Sitting down, regarding the room around her, Cynthia is struck again by its extraordinary style. Someone knows what she is doing, thinks Cynthia. Or does she? Could this Mrs. Bigelow be some entirely natural, native, untutored talent? Maybe just a woman working there in the Inn—a Negro woman, maybe? It does not strike Cynthia, a Yankee, that in that case she would not have been referred to as Mrs. Bigelow. Certainly the use of color is highly original, those pink-mauve striped pillows on the rich purple easy chair. Vogue magazine, collectively, would go absolutely mad; in fact Cynthia at this moment determines to bring this about, somehow, this “discovery” of hers. To bring about a meeting between Mrs. Bigelow and the doyennes of New York taste. She is surely not about to waste this Mrs. Bigelow on Lord & Taylor, despite what she has heard about their decorating department.

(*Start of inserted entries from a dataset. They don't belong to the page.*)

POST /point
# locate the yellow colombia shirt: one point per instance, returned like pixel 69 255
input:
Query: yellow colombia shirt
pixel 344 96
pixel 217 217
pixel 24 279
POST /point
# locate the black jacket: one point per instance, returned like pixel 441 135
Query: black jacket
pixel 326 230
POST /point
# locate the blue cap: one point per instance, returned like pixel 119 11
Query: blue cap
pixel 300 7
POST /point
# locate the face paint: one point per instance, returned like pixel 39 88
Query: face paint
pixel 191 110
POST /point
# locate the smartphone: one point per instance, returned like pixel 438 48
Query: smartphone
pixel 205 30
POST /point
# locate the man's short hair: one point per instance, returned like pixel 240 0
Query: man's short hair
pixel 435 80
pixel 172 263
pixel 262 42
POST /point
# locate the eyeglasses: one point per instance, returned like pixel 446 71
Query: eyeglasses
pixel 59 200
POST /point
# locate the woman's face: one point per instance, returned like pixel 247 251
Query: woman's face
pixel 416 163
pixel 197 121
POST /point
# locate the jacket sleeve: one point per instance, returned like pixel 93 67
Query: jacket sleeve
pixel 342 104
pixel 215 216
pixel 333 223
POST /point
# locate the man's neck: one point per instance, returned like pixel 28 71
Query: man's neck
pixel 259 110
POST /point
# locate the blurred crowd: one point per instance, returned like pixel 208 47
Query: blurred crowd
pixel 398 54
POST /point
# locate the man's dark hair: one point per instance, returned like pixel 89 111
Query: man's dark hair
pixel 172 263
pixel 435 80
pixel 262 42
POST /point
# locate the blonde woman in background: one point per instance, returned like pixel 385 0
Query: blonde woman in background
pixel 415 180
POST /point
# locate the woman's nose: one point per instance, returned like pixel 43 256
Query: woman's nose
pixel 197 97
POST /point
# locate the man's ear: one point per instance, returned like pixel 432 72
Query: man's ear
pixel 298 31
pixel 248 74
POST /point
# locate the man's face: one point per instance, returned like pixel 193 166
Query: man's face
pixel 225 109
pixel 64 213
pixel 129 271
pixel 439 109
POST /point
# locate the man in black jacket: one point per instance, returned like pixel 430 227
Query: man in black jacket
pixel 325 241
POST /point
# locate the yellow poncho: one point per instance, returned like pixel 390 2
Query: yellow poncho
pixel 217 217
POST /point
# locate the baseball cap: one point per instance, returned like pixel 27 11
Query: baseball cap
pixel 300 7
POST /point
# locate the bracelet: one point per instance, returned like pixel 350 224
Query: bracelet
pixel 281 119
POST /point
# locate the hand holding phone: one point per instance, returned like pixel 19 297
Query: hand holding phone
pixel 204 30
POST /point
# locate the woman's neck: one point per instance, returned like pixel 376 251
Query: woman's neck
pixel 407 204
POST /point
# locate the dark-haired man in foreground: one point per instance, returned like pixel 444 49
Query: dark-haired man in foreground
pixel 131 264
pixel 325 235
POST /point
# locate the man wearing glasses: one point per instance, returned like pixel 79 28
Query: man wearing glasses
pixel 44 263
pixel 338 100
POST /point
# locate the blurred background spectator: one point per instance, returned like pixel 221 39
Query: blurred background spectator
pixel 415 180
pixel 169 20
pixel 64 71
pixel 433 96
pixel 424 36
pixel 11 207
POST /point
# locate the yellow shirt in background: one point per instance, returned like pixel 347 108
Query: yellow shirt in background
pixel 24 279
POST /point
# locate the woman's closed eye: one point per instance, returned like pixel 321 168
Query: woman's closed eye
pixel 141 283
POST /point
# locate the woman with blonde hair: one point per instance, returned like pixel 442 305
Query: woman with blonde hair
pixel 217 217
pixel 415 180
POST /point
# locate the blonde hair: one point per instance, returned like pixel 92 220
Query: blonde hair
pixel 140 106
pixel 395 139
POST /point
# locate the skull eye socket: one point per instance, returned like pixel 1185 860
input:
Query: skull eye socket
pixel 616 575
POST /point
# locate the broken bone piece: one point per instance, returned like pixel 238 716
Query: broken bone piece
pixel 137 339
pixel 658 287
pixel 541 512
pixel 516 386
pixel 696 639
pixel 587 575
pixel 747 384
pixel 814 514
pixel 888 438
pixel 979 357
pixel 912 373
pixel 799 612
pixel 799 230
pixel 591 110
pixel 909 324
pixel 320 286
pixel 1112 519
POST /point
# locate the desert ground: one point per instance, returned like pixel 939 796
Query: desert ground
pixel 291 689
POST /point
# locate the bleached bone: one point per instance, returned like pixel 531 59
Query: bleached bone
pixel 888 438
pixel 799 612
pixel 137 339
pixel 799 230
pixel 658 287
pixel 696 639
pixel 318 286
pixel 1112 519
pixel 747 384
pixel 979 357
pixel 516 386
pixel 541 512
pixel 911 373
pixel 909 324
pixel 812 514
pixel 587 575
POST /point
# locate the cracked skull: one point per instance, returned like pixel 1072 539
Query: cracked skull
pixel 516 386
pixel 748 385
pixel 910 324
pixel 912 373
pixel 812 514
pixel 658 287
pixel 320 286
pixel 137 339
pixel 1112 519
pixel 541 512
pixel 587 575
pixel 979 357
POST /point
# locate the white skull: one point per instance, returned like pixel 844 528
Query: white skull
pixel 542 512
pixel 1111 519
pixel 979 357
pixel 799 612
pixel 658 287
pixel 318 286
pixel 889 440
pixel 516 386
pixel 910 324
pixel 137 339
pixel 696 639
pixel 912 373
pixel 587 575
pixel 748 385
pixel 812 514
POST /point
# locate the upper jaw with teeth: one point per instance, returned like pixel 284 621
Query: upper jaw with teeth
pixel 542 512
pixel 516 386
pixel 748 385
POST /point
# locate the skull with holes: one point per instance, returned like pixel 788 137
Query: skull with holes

But first they must meet Mrs. Bigelow, which in a town of this size should be easy enough. As Harry set off with Abigail, she even said to him, “Maybe you’ll run into Mrs. Bigelow in the A&P. Keep your ears open.”
Harry, however, had a much better idea. After settling Abigail into a chair in the lobby of the Inn—as always, she carries a book; today it is Five Cousins—he goes over to the desk clerk.